Burt Rutan's White Knight and SpaceShip One, Photo Courtesy of Scaled Composites
Thermodynamics and Propulsion

8.8 Some Overall Comments on Thermodynamic Cycles

  1. There are many different power and propulsion cycles, and we have only looked at a few of these. Many other cycles have been devised in the search for ways to increase efficiency and power in practical devices.
  2. We can view a given cycle in terms of elementary Carnot cycles, as sketched in Figure 6.5. This shows that the efficiency of any other cycle operating between two given temperatures will be less than that of a Carnot cycle.
  3. If we view the thermal efficiency as

    $\displaystyle \eta_\textrm{thermal} = 1 - \frac{(T_\textrm{heat rejected})_\textrm{Average}}
{(T_\textrm{heat absorbed})_\textrm{Average}},$

    (derived in Section 8.5), this means that we should accept heat at a high temperature and reject it at a low temperature for high efficiency.

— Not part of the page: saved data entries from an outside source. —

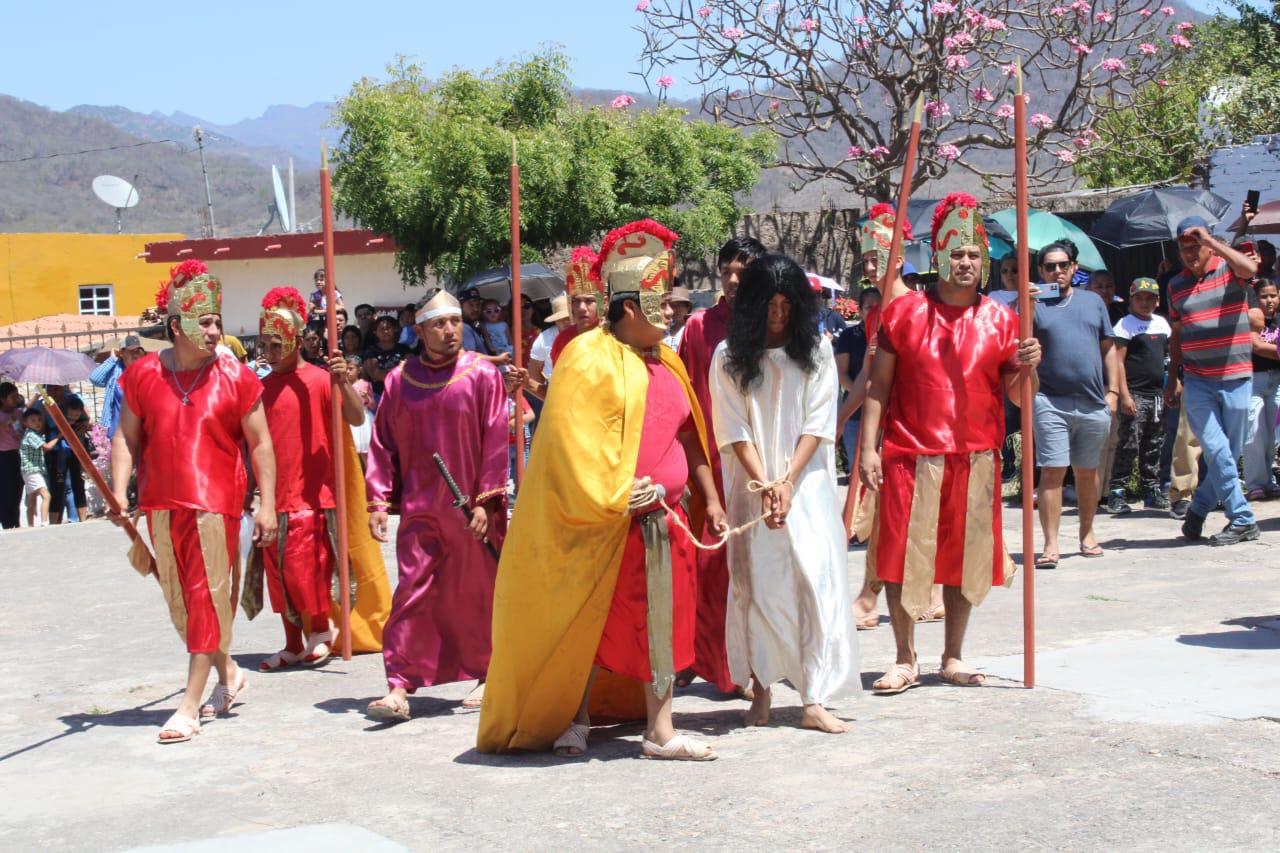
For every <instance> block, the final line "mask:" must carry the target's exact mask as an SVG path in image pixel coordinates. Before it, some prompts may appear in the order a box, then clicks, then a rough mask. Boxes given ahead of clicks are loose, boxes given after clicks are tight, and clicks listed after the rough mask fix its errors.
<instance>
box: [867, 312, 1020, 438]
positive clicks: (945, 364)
mask: <svg viewBox="0 0 1280 853" xmlns="http://www.w3.org/2000/svg"><path fill="white" fill-rule="evenodd" d="M878 342H879V347H881V348H883V350H884V351H887V352H892V353H895V355H896V356H897V361H896V362H895V369H893V386H892V387H891V388H890V393H888V409H887V411H886V412H884V456H886V457H890V456H900V455H922V456H941V455H945V453H972V452H977V451H987V450H995V448H997V447H1000V446H1001V444H1002V443H1004V441H1005V380H1004V377H1005V374H1006V373H1009V371H1011V370H1016V369H1018V366H1016V361H1015V357H1016V355H1018V318H1016V316H1015V315H1014V313H1012V311H1009V310H1007V309H1005V306H1002V305H1000V304H998V302H995V301H992V300H989V298H987V297H986V296H983V297H980V298H979V300H978V302H977V304H975V305H968V306H957V305H945V304H942V302H941V301H938V300H937V298H936V297H933V296H932V293H931V292H913V293H905V295H902V296H900V297H897V298H896V300H893V301H892V302H891V304H890V306H888V307H886V309H883V311H881V327H879V334H878Z"/></svg>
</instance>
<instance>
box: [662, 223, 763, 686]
mask: <svg viewBox="0 0 1280 853" xmlns="http://www.w3.org/2000/svg"><path fill="white" fill-rule="evenodd" d="M764 254H765V248H764V245H763V243H762V242H760V241H758V240H755V238H754V237H733V238H732V240H730V241H728V242H727V243H724V245H723V246H721V250H719V255H718V256H717V259H716V260H717V265H718V268H719V275H721V296H722V298H721V301H719V302H717V304H716V305H714V306H712V307H709V309H707V310H705V311H698V313H696V314H694V315H691V316H690V318H689V320H687V321H686V323H685V337H684V338H681V341H680V357H681V360H684V362H685V369H686V370H689V382H690V383H691V384H692V386H694V393H695V394H698V403H699V405H700V406H701V407H703V418H704V420H705V421H707V444H708V448H709V453H710V464H712V471H713V473H714V475H716V488H717V491H718V492H719V494H721V497H722V498H723V496H724V479H723V476H722V475H721V462H719V451H718V450H717V447H716V437H714V435H713V434H712V425H710V424H712V391H710V380H709V377H710V369H712V356H713V355H714V353H716V347H718V346H719V345H721V342H722V341H724V337H726V336H727V334H728V320H730V315H731V314H732V313H733V300H735V298H736V297H737V279H739V275H741V274H742V269H744V268H745V266H746V265H748V264H750V263H751V261H753V260H755V259H756V257H759V256H762V255H764ZM694 515H695V519H694V524H695V533H699V534H701V533H703V517H701V512H695V514H694ZM713 538H714V537H713ZM726 555H727V549H726V548H718V549H716V551H701V549H699V552H698V634H696V640H695V644H694V646H695V648H694V652H695V656H694V669H692V672H690V671H687V670H686V671H684V672H681V674H680V678H678V679H677V681H676V684H677V686H686V685H687V684H689V683H690V681H691V680H692V676H694V675H695V674H696V675H700V676H701V678H704V679H705V680H708V681H710V683H712V684H714V685H716V686H718V688H719V689H721V690H723V692H724V693H733V692H735V690H737V688H736V686H735V685H733V679H732V678H731V676H730V674H728V656H727V654H726V652H724V611H726V608H727V607H728V560H727V556H726Z"/></svg>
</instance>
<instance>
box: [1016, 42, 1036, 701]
mask: <svg viewBox="0 0 1280 853" xmlns="http://www.w3.org/2000/svg"><path fill="white" fill-rule="evenodd" d="M1014 187H1015V192H1016V199H1015V204H1016V216H1018V319H1019V329H1018V337H1019V338H1020V339H1023V341H1025V339H1027V338H1029V337H1032V293H1030V248H1029V243H1028V225H1027V215H1028V205H1029V204H1030V200H1029V197H1028V190H1027V99H1025V97H1024V96H1023V63H1021V60H1018V96H1016V97H1015V99H1014ZM1019 402H1020V406H1021V421H1023V424H1021V429H1023V684H1024V685H1025V686H1028V688H1033V686H1036V514H1034V506H1036V498H1034V493H1036V491H1034V488H1036V435H1034V425H1033V421H1032V406H1034V400H1033V396H1032V382H1030V368H1023V383H1021V400H1020V401H1019Z"/></svg>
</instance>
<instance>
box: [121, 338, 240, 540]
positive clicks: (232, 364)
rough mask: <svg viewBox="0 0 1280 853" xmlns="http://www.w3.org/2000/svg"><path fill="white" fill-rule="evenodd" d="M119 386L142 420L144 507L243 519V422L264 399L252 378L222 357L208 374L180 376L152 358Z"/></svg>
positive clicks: (144, 509) (141, 451) (129, 408)
mask: <svg viewBox="0 0 1280 853" xmlns="http://www.w3.org/2000/svg"><path fill="white" fill-rule="evenodd" d="M120 384H122V387H123V388H124V400H125V402H127V403H128V405H129V410H131V411H132V412H133V414H134V415H137V416H138V418H140V419H141V420H142V437H141V439H140V442H138V444H140V446H138V508H142V510H182V508H189V510H202V511H205V512H218V514H220V515H230V516H239V514H241V511H242V510H243V506H244V489H246V487H247V484H248V475H247V474H246V471H244V457H243V455H242V452H241V448H242V443H243V439H244V432H243V429H242V428H241V420H243V418H244V416H246V415H247V414H248V412H250V410H251V409H253V405H255V403H256V402H257V401H259V397H261V394H262V386H261V383H260V382H259V380H257V377H256V375H255V374H253V371H252V370H250V369H248V368H246V366H244V365H242V364H241V362H239V361H237V360H236V359H234V357H232V356H229V355H219V356H218V357H216V359H214V361H211V362H210V364H207V365H206V366H205V368H202V369H201V370H184V371H182V373H177V374H175V373H174V371H173V370H169V369H168V368H165V366H164V365H163V364H161V362H160V356H159V355H157V353H155V352H152V353H150V355H147V356H145V357H142V359H140V360H138V361H136V362H133V364H132V365H131V366H129V369H128V370H125V371H124V373H123V374H122V375H120ZM184 392H186V393H187V394H188V398H189V405H184V403H183V402H182V394H183V393H184Z"/></svg>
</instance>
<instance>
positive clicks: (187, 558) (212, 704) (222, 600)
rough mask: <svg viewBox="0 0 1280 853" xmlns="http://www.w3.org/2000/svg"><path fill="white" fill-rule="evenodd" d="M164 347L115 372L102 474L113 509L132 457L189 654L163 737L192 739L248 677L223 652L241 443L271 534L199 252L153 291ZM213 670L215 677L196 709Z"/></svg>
mask: <svg viewBox="0 0 1280 853" xmlns="http://www.w3.org/2000/svg"><path fill="white" fill-rule="evenodd" d="M156 305H157V307H159V309H160V313H161V314H164V315H165V316H166V319H165V330H166V333H168V336H169V338H170V339H172V341H173V348H170V350H165V351H164V352H159V353H152V355H148V356H146V357H143V359H141V360H138V361H136V362H134V364H133V365H131V366H129V369H128V370H127V371H125V373H124V375H123V377H122V384H123V388H124V406H123V409H122V411H120V423H119V427H118V429H116V433H115V438H114V439H113V442H111V483H113V491H114V492H115V497H116V500H118V501H119V505H120V506H128V496H127V493H125V492H127V489H128V484H129V475H131V474H132V471H133V461H134V459H136V460H137V462H138V508H140V510H142V511H143V512H146V516H147V528H148V530H150V533H151V542H152V546H154V547H155V552H156V571H157V575H159V580H160V587H161V589H163V590H164V596H165V601H166V602H168V603H169V615H170V617H172V619H173V625H174V628H175V629H178V634H179V635H180V637H182V638H183V639H184V642H186V643H187V651H188V652H189V653H191V663H189V667H188V670H187V689H186V692H184V693H183V695H182V699H180V702H179V703H178V710H177V711H175V712H174V713H173V716H170V717H169V720H168V722H165V724H164V727H163V729H161V730H160V736H159V740H160V743H179V742H183V740H191V739H192V736H195V735H196V734H198V733H200V720H198V719H197V715H198V717H206V719H207V717H214V716H218V715H223V713H227V712H228V711H230V708H232V704H233V703H236V702H237V699H238V698H239V695H241V693H243V690H244V688H246V685H247V683H246V680H244V672H243V671H242V670H241V669H239V667H238V666H236V661H233V660H232V658H230V656H229V654H228V649H229V647H230V642H232V619H233V616H234V613H236V608H234V602H236V587H237V585H238V584H239V517H241V510H242V507H243V506H244V492H246V488H247V483H248V478H247V474H246V470H244V460H243V456H242V452H241V448H242V446H243V443H244V442H246V441H247V442H248V448H250V455H251V459H252V462H253V473H255V474H256V475H257V484H259V491H260V493H261V503H260V506H259V510H257V514H256V515H255V517H253V542H255V543H259V544H266V543H270V542H273V540H274V539H275V457H274V453H273V451H271V434H270V432H269V430H268V427H266V416H265V415H264V414H262V405H261V400H260V397H261V393H262V387H261V384H260V383H259V380H257V377H256V375H253V371H252V370H250V369H248V368H246V366H244V365H242V364H241V362H239V361H237V360H236V359H234V357H232V356H230V355H219V353H218V352H215V351H214V350H212V348H211V347H210V346H209V345H207V343H206V342H205V337H204V336H202V334H201V327H202V325H207V324H209V323H212V321H216V320H218V318H219V315H220V314H221V284H220V283H219V280H218V279H216V278H214V277H212V275H210V274H209V269H207V268H206V266H205V265H204V264H201V263H200V261H186V263H183V264H180V265H178V266H175V268H174V269H173V270H172V273H170V278H169V282H166V283H165V286H164V287H163V288H161V291H160V293H159V295H157V296H156ZM210 669H216V670H218V685H216V686H214V690H212V693H211V694H210V697H209V701H207V702H205V704H204V706H200V704H198V702H200V694H201V692H202V690H204V689H205V683H206V681H207V680H209V671H210Z"/></svg>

This objective must be tempered by considerations of practical application.
  4. The cycle diagrams in $ T$ -$ s$ and $ h$ -$ s$ coordinates will only be similar if the working medium is an ideal gas. For other media (for example, a two-phase mixture) they will look different.
  5. Combined cycles make use of the rejected heat from a ``topping'' cycle as heat source for a ``bottoming'' cycle. The overall efficiency is higher than the efficiency of either cycle.